Mikhail Kupershmidt was born in Bratslav in 1914. His father was a coachman and his mother stayed home and looked after the children and the cow. His parents had six children, two of whom died in infancy. He attended a Yiddish school in Bratslav for four years. He served in the military in the Finnish War, and was working as a chauffeur when the war began. He survived under Nazi occupation in Reichkommissariat Ukraine, and ended the war serving in the Red Army. After the war, he returned to Bratslav, where he continued working as a driver. His first wife died in 1947. He soon remarried and has a son, who lives in Israel.
Other Interviews:
The Orchard and the Mass Grave“our children’s children’s children’s children must know”
The Southern Bug River
Bratslav, Ukraine
In this clip, taken in 2002 in Bratslav, Mikhail Kupershmidt points to vertical wall of a magnificent cliff, scenically overlooking the dirt road on one side and the pristine sparkling waters of the Southern Bug River ahead on the other and tells us about how the Germans threw children from the Jewish orphanage over the cliff into the waters below to be drowned-- “Children, living children, they were throwing over.”

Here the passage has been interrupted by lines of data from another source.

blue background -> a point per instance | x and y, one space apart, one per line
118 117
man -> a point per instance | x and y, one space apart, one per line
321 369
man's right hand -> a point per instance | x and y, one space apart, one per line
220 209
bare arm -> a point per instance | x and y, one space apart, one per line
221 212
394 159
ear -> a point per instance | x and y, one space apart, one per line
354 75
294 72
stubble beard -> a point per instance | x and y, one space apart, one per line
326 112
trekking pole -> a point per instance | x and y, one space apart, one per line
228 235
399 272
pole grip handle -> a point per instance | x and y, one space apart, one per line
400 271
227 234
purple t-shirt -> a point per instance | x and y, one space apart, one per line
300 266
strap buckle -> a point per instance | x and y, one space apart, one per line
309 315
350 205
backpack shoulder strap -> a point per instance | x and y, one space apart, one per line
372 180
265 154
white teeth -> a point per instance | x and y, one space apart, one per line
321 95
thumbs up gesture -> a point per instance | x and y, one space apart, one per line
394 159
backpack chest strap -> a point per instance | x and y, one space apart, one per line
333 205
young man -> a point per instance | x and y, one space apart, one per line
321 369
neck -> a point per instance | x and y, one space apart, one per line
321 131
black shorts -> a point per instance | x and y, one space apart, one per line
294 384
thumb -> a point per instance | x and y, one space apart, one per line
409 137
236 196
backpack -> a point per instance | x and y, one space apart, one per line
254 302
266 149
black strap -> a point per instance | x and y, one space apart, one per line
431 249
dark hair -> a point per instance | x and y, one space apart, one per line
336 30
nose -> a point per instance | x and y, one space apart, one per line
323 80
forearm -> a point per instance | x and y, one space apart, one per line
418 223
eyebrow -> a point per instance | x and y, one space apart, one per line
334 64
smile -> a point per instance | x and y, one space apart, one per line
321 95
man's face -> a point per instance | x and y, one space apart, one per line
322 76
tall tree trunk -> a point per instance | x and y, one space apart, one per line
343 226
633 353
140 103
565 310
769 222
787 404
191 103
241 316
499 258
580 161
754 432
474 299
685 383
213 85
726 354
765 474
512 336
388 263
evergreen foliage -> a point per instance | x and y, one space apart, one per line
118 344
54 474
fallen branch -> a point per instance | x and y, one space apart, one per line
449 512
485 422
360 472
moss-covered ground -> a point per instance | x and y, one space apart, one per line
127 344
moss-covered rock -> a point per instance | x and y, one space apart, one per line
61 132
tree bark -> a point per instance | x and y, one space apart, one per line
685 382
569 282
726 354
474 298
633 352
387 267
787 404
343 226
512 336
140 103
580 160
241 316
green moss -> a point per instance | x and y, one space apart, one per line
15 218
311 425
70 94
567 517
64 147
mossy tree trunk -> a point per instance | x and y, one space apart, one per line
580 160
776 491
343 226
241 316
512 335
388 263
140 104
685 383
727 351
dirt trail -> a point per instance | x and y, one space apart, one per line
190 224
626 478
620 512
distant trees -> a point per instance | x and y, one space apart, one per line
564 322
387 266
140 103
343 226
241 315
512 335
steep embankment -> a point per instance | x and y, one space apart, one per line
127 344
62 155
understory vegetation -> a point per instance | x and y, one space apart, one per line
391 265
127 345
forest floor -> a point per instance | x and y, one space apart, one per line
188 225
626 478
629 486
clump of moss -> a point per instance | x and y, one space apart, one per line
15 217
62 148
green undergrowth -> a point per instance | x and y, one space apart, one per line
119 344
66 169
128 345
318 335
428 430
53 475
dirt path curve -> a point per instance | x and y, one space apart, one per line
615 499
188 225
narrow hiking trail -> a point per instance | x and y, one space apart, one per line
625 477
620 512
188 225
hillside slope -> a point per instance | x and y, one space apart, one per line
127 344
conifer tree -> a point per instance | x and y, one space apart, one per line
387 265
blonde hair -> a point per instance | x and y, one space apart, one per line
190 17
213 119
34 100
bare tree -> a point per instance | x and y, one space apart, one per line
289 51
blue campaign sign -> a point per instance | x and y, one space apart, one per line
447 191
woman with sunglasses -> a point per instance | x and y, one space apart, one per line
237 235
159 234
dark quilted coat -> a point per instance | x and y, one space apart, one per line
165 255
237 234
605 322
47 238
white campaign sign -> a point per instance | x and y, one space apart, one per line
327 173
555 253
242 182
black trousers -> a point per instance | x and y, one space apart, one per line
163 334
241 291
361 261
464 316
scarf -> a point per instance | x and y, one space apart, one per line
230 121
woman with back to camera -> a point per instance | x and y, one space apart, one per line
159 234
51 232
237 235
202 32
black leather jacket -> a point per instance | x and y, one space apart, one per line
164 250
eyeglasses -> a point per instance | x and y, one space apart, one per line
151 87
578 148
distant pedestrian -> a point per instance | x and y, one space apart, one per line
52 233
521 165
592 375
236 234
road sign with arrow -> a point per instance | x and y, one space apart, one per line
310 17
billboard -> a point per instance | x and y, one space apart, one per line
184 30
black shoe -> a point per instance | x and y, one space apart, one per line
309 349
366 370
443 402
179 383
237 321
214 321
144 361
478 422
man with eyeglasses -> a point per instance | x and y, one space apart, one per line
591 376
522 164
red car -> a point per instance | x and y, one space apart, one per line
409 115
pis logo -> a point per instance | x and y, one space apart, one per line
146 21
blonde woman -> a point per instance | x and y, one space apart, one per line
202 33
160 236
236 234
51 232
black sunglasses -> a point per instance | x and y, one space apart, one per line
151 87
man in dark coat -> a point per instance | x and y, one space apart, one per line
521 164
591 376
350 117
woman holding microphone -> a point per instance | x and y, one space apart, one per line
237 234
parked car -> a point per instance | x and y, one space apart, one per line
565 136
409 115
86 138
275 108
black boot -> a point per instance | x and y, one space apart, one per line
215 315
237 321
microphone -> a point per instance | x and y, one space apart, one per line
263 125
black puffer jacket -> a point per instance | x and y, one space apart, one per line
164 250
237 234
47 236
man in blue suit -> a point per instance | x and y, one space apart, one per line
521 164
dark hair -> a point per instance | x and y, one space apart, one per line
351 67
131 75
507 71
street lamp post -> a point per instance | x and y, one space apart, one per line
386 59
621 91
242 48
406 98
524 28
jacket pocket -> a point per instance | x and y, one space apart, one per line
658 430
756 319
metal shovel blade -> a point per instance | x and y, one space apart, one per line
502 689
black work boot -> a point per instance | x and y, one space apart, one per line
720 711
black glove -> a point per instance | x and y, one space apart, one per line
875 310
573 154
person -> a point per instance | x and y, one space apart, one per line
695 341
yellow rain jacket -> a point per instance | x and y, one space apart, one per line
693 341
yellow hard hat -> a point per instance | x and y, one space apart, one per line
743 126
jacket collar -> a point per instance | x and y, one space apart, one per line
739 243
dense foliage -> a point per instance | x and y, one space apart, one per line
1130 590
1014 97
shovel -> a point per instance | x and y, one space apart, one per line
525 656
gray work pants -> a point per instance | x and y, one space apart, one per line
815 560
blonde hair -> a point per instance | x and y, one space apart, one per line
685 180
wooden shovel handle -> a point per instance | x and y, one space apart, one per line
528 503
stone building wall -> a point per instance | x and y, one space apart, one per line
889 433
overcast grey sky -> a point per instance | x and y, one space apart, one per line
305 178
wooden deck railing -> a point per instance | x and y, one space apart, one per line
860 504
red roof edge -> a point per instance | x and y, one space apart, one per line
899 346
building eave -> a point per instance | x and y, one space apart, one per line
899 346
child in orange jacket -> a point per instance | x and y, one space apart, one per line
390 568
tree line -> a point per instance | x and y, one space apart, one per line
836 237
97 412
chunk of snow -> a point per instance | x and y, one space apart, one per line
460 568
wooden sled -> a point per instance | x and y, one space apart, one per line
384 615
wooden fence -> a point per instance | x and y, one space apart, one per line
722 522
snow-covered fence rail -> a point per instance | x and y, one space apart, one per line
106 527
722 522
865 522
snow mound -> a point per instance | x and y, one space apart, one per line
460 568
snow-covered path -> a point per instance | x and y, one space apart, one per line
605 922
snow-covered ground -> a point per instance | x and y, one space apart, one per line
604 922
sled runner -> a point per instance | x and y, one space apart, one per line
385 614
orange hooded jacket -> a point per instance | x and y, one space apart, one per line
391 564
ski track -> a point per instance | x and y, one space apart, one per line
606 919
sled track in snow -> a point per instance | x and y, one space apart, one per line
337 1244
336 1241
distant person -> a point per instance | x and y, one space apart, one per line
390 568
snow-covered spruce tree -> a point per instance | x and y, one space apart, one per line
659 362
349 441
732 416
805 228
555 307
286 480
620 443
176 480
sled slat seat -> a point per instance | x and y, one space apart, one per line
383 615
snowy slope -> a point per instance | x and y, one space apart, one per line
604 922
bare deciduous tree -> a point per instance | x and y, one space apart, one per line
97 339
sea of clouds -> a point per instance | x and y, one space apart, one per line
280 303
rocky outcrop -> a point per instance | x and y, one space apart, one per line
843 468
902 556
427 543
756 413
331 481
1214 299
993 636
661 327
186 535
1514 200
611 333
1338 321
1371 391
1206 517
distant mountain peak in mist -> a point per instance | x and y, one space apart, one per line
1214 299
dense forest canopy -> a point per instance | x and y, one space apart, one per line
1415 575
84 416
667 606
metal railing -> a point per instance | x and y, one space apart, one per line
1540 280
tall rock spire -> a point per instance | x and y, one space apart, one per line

The massacre Kupershmidt witnessed took place after the surface of the river had begun to freeze, creating a thin layer of ice that easily gave way to the force of the bodies plummeting from above. The Soviet Extraordinary Commission that, in 1944, investigated German atrocities in Bratslav reported on a February 1942 incident in which an unspecified number of people, including children, were drowned inthe Southern Bug. Thirteen names of known victims are listed. It is possible that this is the incident to which Kupershmidt is referring. Other witnesses we have interviewed outside of Bratslav also tell of shootings into the Southern Bug, so it is also possible that Kupershmidt was referring to an altogether different episode.
Ukraine’s rivers are full of stories of such massacres. It is even said that some rivers are cursed from the days of the Haidamaks and Khmelnitsky, who also drowned elderly Jews and children in the river. In Bershad, it is said that the Baal Shem Tov himself cursed the river when he was told about the atrocities that had taken place there in the eighteenth-century.